It occurs to me that those who disdain the use of the CM Work/KE theorem
seem to feel free to use it in a thinly disguised form whenever they use
the conservation of mechanical energy in (purely mechanical) problems
involving conservative forces (eg: ideal roller coaster and free fall
problems). If a force is conservative (its line integral is independent
of path) then the work integral in the W/KE theorem can be evaluated
simply as the change in the value of a definable function of space, a
"potential energy" function. The W/KE theorem can then be manipulated
into a "constant of the motion" statement. The resulting "conservation of
kinetic plus potential energy" statement is simply a re-statement of the
CM Work/KE theorem applied to these special cases.

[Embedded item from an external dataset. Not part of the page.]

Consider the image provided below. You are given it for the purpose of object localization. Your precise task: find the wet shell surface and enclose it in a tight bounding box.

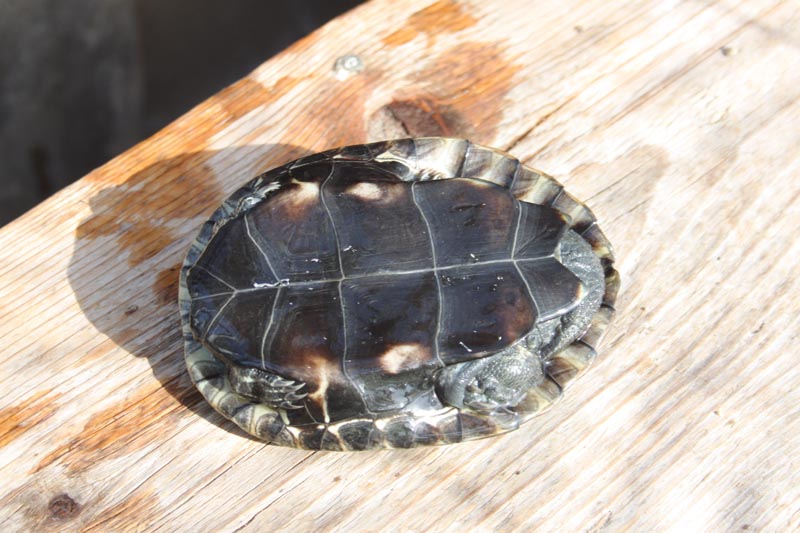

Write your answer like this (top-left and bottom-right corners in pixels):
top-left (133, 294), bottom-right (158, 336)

top-left (179, 138), bottom-right (619, 450)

Note that this is not asserting the same conservation of energy, or energy
exchange, ideas asserted in the First Law of Thermodynamics. ( Although
pedagogically I always use this "conservation of mechanical energy" as a
speculation bridge to those ideas, and then re-visit it once those ideas
are on stage and it can be re-derived from the "exchange of a conserved
energy" model.)

Bob Sciamanda (W3NLV)
Physics, Edinboro Univ of PA (em)
trebor@velocity.net
http://www.velocity.net/~trebor
----- Original Message -----
From: "Bob Sciamanda" <trebor@VELOCITY.NET>
To: <PHYS-L@lists.nau.edu>
Sent: Thursday, January 23, 2003 6:00 AM
Subject: There's work, and then there's work


| . . .
| Much confusion has resulted from using the word "work" to describe both
Fdx
| of (1) and Ydz of (2)
| Some have even written that the CM Work/KE theorem of (1) is invalid and
| should not be used because its Fdx work does not always describe an
energy
| transfer, as Ydz in (2) necessarily does by design. The CM Work/KE
theorem
| is a very useful calculational tool of Mechanics - it should not be
asked to
| do what it knows nothing of. Its work, Fdx, may in fact be useful in
the
| First Law of thermodynamics as a Ydz, evaluating an energy transfer; but
| this is a separate question and must be answered by an ad hoc energy
| transfer model of the phenomenon at hand.